Late night discos have been staged at The Willow in Coney Street since 1973 and it has been a business since 1936, but owner Tommy Fong has now confirmed rumours that the last dance will take place on Sunday evening.

He said his lease for the premises in Coney Street from its owner Aviva had expired in 2012, since when he had operated under a 'tenancy at will' lease, allowing the landlord to terminate it at any time, and he had been given four weeks to vacate the building.

Now, with his 70th birthday approaching, he had decided it was time to call it a day and retire.

York Press:

The Willow was originaly a cafe - its sign is visible in the top corner of this 1962 photograph

"I originally said when I was 55 that I would retire at 60, and when I was 60 I said I would retire at 65," said Mr Fong, who runs the Willow with his wife Sue. "I would probably have gone on a few more years but think the time is now right."

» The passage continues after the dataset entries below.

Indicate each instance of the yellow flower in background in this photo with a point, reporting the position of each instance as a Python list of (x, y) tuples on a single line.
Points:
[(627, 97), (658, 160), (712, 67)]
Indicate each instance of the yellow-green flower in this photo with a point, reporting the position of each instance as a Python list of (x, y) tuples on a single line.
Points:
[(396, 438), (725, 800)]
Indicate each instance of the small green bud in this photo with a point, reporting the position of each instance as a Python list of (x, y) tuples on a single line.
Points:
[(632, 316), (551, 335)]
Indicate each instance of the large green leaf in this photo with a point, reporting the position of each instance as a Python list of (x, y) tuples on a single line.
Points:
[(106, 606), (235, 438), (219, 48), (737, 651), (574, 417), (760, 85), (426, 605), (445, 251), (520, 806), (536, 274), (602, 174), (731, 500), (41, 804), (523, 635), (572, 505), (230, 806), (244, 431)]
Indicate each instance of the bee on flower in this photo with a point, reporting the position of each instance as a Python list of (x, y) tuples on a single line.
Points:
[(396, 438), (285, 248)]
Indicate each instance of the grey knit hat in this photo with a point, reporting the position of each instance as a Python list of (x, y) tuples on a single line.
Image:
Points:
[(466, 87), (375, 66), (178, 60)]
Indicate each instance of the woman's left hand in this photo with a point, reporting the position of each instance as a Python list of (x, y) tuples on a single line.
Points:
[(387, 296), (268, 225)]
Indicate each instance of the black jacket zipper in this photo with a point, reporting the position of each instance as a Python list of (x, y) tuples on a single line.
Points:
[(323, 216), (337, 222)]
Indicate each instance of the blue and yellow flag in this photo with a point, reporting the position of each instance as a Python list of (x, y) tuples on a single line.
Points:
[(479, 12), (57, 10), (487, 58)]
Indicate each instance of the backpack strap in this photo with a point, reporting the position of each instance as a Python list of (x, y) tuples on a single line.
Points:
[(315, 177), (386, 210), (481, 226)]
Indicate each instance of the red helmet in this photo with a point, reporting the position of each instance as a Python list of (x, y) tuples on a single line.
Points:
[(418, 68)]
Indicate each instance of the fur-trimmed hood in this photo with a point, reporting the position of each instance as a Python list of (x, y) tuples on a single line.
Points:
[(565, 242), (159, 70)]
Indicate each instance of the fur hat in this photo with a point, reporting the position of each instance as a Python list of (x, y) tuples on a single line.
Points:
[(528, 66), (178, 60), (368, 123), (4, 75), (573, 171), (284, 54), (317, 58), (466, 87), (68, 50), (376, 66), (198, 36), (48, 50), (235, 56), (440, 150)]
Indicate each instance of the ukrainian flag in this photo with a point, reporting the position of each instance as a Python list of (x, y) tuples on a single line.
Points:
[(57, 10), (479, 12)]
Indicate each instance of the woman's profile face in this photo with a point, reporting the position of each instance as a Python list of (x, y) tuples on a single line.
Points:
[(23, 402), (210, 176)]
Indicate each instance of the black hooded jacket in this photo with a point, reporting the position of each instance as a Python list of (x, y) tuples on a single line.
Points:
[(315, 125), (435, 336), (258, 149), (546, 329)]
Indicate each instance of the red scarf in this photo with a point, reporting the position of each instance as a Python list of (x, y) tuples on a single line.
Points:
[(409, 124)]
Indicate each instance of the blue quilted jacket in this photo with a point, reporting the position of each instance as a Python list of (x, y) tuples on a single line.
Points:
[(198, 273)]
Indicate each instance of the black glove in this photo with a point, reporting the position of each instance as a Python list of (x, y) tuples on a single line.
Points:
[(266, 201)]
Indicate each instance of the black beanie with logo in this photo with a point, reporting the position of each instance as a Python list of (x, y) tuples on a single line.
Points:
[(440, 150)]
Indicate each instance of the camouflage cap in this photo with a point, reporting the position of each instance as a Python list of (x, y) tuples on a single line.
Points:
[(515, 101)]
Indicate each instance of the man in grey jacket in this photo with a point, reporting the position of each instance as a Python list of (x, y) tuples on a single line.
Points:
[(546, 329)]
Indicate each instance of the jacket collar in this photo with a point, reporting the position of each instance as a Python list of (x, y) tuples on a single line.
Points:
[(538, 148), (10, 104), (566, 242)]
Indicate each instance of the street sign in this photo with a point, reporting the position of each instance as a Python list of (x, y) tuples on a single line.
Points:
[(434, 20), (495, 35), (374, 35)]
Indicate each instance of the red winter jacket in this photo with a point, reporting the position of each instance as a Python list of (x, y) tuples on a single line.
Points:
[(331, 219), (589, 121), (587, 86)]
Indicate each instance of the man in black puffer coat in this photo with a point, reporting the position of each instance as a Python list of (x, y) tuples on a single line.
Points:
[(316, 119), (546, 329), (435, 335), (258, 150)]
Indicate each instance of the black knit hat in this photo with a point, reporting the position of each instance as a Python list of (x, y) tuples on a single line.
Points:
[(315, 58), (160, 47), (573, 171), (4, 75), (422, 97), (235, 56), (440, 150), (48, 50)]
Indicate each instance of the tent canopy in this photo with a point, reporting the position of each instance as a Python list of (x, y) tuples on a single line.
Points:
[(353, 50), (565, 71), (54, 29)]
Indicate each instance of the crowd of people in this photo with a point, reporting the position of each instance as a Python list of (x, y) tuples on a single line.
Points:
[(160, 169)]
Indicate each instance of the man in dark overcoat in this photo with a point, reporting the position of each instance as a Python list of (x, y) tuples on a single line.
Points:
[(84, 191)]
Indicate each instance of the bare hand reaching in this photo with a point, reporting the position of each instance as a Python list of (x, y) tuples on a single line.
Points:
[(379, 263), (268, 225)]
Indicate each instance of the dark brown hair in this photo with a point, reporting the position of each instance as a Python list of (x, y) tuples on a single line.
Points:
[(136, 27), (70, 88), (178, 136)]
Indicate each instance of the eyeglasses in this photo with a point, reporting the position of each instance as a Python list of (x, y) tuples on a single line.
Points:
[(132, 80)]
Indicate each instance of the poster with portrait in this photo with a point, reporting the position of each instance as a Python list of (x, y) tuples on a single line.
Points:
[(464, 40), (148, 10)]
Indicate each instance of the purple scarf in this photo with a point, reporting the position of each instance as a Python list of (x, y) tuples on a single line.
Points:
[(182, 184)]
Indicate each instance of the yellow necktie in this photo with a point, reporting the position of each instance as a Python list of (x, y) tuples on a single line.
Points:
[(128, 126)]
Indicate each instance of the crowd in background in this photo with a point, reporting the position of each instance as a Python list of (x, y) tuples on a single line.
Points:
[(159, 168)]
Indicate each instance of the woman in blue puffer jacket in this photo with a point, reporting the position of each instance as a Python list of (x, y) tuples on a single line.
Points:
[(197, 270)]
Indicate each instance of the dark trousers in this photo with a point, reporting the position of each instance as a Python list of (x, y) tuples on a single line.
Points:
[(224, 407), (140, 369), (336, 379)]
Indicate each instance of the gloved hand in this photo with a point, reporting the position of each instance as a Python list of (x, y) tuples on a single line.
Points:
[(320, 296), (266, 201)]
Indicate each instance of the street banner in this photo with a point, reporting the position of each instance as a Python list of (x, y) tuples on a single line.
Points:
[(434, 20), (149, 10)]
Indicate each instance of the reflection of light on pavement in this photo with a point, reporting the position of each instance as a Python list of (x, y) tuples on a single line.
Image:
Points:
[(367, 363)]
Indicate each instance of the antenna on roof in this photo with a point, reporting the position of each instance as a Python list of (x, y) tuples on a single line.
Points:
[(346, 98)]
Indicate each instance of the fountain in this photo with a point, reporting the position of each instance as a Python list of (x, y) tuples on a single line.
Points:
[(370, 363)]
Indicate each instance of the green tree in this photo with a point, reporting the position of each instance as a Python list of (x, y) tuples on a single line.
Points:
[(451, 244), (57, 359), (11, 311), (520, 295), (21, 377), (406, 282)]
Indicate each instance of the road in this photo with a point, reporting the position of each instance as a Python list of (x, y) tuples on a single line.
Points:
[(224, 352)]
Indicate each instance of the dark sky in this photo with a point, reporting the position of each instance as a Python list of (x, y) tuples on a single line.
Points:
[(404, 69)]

He said the news had been greeted with great sadness by customers, particularly students for whom The Willow had become very popular.

An online petition has been launched on, calling for English Heritage to designate The Willow as an official 'living heritage' site and claiming: "If this closure goes ahead, York's night-life will be permanently ruined, as all that will be left will be a choice of generic nightclubs that can be found in any large town or small city."

York Press:

An online petition has drawn hundreds of genuine and spoof supporters

The petition has been signed by 438 people, who have posted comments including: "Willow is everything about a York night out," "It is the highlight of any night out in York and its removal will drastically change the city," and "Willow is life and life is willow." A spoof video, entitled 'Hitler Reacts to the News That Willow is Closing', has also attracted almost 12,000 hits on Youtube.

Mr Fong said the petition could not save the Willow, which was originally the name of a cafe that opened in 1936.

He kept the name when he opened what was then a restaurant as well as a disco. The business had primarily been a disco for the past eight or nine years, and he wanted to thank City of York Council for allowing this to happen, and the police for helping to ensure there was rarely any trouble there. "The police have been fantastic," he said.

He also thanked three generations of York residents, students and visitors who had danced the night away there.

An Aviva spokesman said he could not comment, other than to say it understood the tenant was vacating the premises on Sunday.